Staff Spotlight: Yushi Tanaka

Business Development Manager


After realizing the eminent value of international experience during his study abroad in Toronto, Yushi made it his mission to empower others to pursue their dreams abroad. He chose to study English Communication because he wanted to be able to communicate with a wider range of people.

Today, he puts his communication skills into practice working at Meiji Internships, where he is in charge of host company relations, sales, and student affairs.

What is your favorite travel memory?

When I was an exchange student in Canada, I went to Montreal to visit a friend of mine, who lives there. I went to the 2nd biggest church in the world, tried smoked meat for the first time (my favorite meal EVER!) and enjoyed the view from Mont Royal.

However, the very best part of my time in Montreal was that I could explore the city like a local thanks to my friend! I didn’t only go to the touristy spots, but also to restaurants and bars that are only known to locals. This is one of the biggest takeaways of my trip: Go local!

The other one is that I have learned how useful English is. I could talk to everyone; even if Montreal is not an English native area, but French!

How have you changed/grown since working for your current company?

Throughout my time working at Meiji, I have grown a lot, especially through acquiring many new skills. I perform a variety of different tasks and in doing so; I have built up a skill set in many areas that complement my academic background. For instance, I have become more flexible and adaptive. Since I work in an incredibly diverse work environment, I did not only introduce the Meiji Interns to my culture but also adopted new ways of thinking.

What is the best story you've heard from a return student?

For me, the best thing about my job is when a student visits us upon completing their internship. I love seeing what they have learned, how far they have come and how they have grown as a person. It is not only about them knowing how to greet their colleagues in Japanese but also about seeing how self-confident they have become.

There was one student whom I introduced to the Japanese business etiquette before the start of her internship. A few days before leaving Japan, she came to visit and told me how smooth her internship went thanks to knowing all the things I taught her. That was by far my proudest moment.

If you could go on any program that your company offers, which one would you choose and why?

I would choose the Taiwan Business Package.

Taiwan, because it is not as well known as the other places and hence tremendously intriguing! I would love to observe the changes that are currently unfolding, especially in regards to the globalization of Taiwan’s work environment. In addition, it is very close to many other locations, which makes it easy to travel.

The Business Package, because I would like to experience Taiwan as a local rather than a tourist. In order to have that opportunity (live on my own, take the local transportation, attend the business workshop), I’d have to choose this package.

What makes your company unique? When were you especially proud of your team?

The most unique part about Meiji Internships is the individual focus that we place on each and every student! From Skype consultation to answering questions through emails, from gathering loads of information from interns and host companies to checking that information over and over again, we always do our best to find the best match.

In order to focus on each student individually and give them the best matching possible, you need outstanding teamwork!

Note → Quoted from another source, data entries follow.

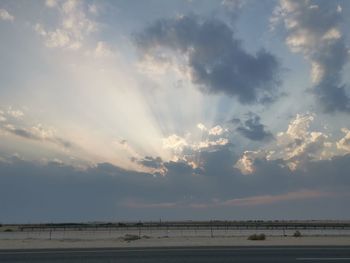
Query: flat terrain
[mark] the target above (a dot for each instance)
(172, 242)
(182, 254)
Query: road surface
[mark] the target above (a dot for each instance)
(183, 255)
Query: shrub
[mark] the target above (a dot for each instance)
(129, 237)
(297, 234)
(257, 237)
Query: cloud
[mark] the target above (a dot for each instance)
(37, 133)
(313, 29)
(217, 62)
(2, 116)
(37, 192)
(272, 199)
(296, 146)
(5, 15)
(344, 143)
(103, 50)
(17, 114)
(253, 129)
(74, 26)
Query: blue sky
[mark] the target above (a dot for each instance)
(129, 110)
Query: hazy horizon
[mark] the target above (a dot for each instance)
(118, 110)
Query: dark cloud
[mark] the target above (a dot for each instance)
(315, 30)
(218, 62)
(57, 192)
(253, 129)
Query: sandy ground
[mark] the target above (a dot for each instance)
(174, 242)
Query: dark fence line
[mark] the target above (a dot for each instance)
(197, 225)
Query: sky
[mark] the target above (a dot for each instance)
(174, 110)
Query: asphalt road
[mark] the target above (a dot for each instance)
(183, 255)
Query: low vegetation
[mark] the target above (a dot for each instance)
(257, 237)
(297, 234)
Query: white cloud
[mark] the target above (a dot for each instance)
(15, 113)
(246, 163)
(2, 117)
(73, 28)
(51, 3)
(295, 146)
(5, 15)
(103, 50)
(174, 142)
(344, 143)
(201, 126)
(217, 130)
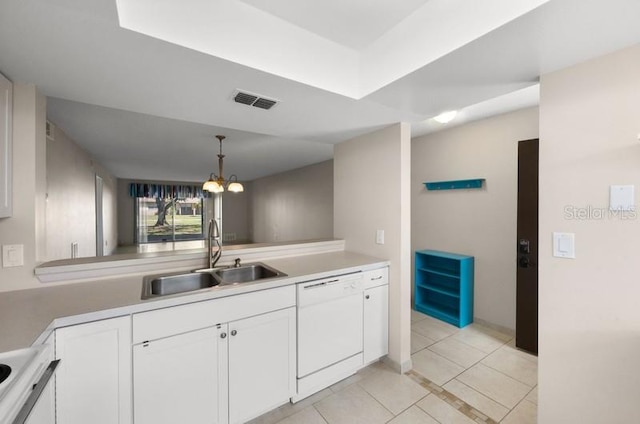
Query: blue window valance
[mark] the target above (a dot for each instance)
(165, 191)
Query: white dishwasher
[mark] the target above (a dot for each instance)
(330, 314)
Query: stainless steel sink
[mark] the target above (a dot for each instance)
(163, 285)
(247, 273)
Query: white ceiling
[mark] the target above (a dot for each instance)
(352, 23)
(123, 92)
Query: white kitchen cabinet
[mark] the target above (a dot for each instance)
(93, 380)
(182, 378)
(262, 364)
(219, 361)
(376, 314)
(6, 134)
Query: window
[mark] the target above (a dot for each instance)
(161, 219)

That’s what I experience every day: We work really close together, can ask anyone for help and obtain many different perspectives. Yes, I couldn’t be more proud of Meiji’s teamwork.

What do you believe to be the biggest factor in being a successful company?

The most important factor is a good relationship between the team members: Respect and openness, being considerate and open-mindedness. In our industry, it is also crucial to know more (as much as possible!) about other cultures. Because in order to properly understand, help and advice someone, you need to know their background.